Acting opposite Mitchum was enough to convert many actresses to his fan club, and many paid him the ultimate compliment by clamoring to act with him again. He only clashed with a few leading ladies, notably Katharine Hepburn (Undercurrent) and Greer Garson (Desire Me), who didn't take kindly to his constant kidding around. Mitchum reportedly didn't take his affairs very seriously either.
Leading Ladies: Laraine Day, Olivia de Havilland, Ava Gardner, Gloria Grahame, Jane Greer, Susan Hayward, Deborah Kerr, Shirley MacLaine, Marilyn Monroe, Jane Russell, Jean Simmons, Loretta Young.
Mitchum's most-frequent female co-star and one of his biggest supporters. On their first meeting, he quickly put her fears to rest regarding the notorious reputation which preceded him. The two first teamed for Heaven Knows Mr. Allison, and then appeared in The Sundowners and The Grass is Greener. They both said they had such a rapport that he could be in Australia, and she in Switzerland, and their timing would be perfect.
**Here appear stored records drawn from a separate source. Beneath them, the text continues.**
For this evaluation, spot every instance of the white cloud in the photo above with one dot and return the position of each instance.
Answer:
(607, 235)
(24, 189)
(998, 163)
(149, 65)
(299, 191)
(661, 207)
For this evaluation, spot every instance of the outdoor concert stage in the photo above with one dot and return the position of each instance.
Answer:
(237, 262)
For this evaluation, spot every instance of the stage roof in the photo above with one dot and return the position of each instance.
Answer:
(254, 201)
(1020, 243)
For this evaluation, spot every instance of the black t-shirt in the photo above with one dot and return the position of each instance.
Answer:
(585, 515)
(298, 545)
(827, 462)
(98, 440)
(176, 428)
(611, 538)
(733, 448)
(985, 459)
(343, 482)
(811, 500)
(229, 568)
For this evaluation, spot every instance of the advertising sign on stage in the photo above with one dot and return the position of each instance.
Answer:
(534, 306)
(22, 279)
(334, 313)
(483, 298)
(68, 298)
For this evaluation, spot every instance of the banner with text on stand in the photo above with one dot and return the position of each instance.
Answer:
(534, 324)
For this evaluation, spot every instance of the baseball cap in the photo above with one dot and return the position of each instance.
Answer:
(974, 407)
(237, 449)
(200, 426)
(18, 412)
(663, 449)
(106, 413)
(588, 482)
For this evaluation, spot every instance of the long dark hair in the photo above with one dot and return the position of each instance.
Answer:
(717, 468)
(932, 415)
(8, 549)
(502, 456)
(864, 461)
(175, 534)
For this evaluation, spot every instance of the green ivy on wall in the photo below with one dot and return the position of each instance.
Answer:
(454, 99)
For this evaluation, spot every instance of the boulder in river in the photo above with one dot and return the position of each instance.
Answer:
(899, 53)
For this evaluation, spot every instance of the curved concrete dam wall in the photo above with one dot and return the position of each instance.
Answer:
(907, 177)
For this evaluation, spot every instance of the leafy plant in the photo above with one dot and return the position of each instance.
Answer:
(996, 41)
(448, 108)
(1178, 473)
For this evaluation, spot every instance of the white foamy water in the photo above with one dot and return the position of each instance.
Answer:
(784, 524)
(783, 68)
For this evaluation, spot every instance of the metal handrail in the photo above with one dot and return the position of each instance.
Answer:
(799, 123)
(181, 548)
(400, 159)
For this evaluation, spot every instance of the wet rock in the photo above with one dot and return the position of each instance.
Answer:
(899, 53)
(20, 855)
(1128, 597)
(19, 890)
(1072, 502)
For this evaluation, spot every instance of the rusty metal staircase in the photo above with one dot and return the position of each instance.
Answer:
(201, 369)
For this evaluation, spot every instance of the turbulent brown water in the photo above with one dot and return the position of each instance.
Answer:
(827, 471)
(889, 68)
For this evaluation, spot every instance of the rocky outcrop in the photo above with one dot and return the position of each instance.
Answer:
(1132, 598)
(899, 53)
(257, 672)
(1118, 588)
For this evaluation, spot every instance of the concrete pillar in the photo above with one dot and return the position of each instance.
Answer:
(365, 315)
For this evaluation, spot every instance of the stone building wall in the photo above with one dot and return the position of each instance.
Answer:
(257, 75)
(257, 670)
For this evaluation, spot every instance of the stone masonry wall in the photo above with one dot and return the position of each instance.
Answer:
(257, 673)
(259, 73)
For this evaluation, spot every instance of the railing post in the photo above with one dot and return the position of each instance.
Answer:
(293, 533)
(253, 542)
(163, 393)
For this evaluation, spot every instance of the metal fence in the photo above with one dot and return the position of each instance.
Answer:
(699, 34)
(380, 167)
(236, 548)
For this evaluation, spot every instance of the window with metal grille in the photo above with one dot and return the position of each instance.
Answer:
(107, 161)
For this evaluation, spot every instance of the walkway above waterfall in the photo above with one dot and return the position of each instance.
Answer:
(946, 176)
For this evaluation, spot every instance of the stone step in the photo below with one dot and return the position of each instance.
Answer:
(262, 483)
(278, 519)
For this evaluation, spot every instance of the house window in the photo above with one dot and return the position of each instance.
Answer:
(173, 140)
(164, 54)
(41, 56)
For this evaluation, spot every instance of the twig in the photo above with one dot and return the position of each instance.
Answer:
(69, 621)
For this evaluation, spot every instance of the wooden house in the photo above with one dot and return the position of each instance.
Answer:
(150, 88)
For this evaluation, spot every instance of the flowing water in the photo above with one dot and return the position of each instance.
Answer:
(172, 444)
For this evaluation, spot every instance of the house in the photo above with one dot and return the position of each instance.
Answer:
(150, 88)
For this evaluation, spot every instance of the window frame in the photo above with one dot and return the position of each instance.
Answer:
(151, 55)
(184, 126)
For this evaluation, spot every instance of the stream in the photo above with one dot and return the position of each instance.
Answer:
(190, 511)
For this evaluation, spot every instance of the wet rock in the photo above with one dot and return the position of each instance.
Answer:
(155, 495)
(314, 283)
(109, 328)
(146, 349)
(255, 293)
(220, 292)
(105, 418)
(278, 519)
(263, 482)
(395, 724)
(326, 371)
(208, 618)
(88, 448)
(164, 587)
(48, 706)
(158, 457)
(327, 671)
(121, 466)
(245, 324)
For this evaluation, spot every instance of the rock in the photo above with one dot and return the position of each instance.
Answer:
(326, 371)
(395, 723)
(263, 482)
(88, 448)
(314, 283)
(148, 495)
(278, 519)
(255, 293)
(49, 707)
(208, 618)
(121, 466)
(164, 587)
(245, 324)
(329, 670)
Deborah Kerr was also snubbed by Oscar, although she was nominated several times. Her roll on the beach in From Here to Eternity with Burt Lancaster did much to expand the type of roles she was offered. Her pre-Eternity movies she dubbed her "tiara roles," although she was back in nun's habit for Mr. Allison. You might expect her to have been as stiff as, say, Greer Garson, but she and Mitchum got on swimmingly.
Mitchum on Kerr:"The best, my favorite...Life would be kind if I could live it with Deborah around."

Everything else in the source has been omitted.